The replication set names specified in the command do not affect the data that exists in the data directory before the node joins the BDR group. This is true whether bdr_init_physical makes its own basebackup or an existing base backup is being promoted to a new BDR node. Thus the --replication-sets option only affects the data published and subscribed-to after the node joins the BDR node group. This behaviour is different from the way replication sets are used in a logical join i.e. when using bdr.join_node_group().
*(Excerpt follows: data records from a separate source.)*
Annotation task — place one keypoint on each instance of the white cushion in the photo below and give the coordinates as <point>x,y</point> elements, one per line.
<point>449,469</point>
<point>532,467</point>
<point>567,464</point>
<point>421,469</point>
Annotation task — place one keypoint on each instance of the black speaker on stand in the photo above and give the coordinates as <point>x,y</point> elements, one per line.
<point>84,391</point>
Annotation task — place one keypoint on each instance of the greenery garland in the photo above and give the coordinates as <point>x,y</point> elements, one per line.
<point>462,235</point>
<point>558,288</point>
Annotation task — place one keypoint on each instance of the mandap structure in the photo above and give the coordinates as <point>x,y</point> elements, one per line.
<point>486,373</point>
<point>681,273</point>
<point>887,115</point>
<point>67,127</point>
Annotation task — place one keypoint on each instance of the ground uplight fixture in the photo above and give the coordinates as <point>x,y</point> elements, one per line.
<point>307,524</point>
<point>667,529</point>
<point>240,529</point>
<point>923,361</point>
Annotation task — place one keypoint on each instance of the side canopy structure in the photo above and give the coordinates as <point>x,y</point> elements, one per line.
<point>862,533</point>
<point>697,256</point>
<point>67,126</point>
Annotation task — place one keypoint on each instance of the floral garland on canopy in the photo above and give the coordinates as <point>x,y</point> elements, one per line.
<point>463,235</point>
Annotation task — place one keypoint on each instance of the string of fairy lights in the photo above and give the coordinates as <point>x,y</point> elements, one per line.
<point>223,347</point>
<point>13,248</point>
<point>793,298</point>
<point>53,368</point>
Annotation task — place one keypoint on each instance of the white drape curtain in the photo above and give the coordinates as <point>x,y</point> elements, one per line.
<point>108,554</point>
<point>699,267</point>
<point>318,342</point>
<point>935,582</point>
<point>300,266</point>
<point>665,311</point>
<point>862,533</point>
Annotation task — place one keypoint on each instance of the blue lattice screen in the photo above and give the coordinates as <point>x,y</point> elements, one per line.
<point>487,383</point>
Unwanted tables may be truncated by the operator after the join has completed. Refer to the bdr.tables catalog to determine replication set membership and identify tables that are not members of any subscribed-to replication set. It's strongly recommended that you truncate the tables rather than drop them, because:

  1. DDL replication sets are not necessarily the same as row (DML) replication sets, so you could inadvertently drop the table on other nodes;
  2. If you later want to add the table to a replication set and you have dropped it on some subset of nodes, you will need to take care to re-create it only on those nodes without creating DDL conflicts before you can add it to any replication sets.

It's much simpler and safer to truncate your non-replicated tables, leaving them present but empty.

A future version of BDR may automatically omit or remove tables that are not part of the selected replication set(s) for a physical join, so your application should not rely on details of the behaviour documented here.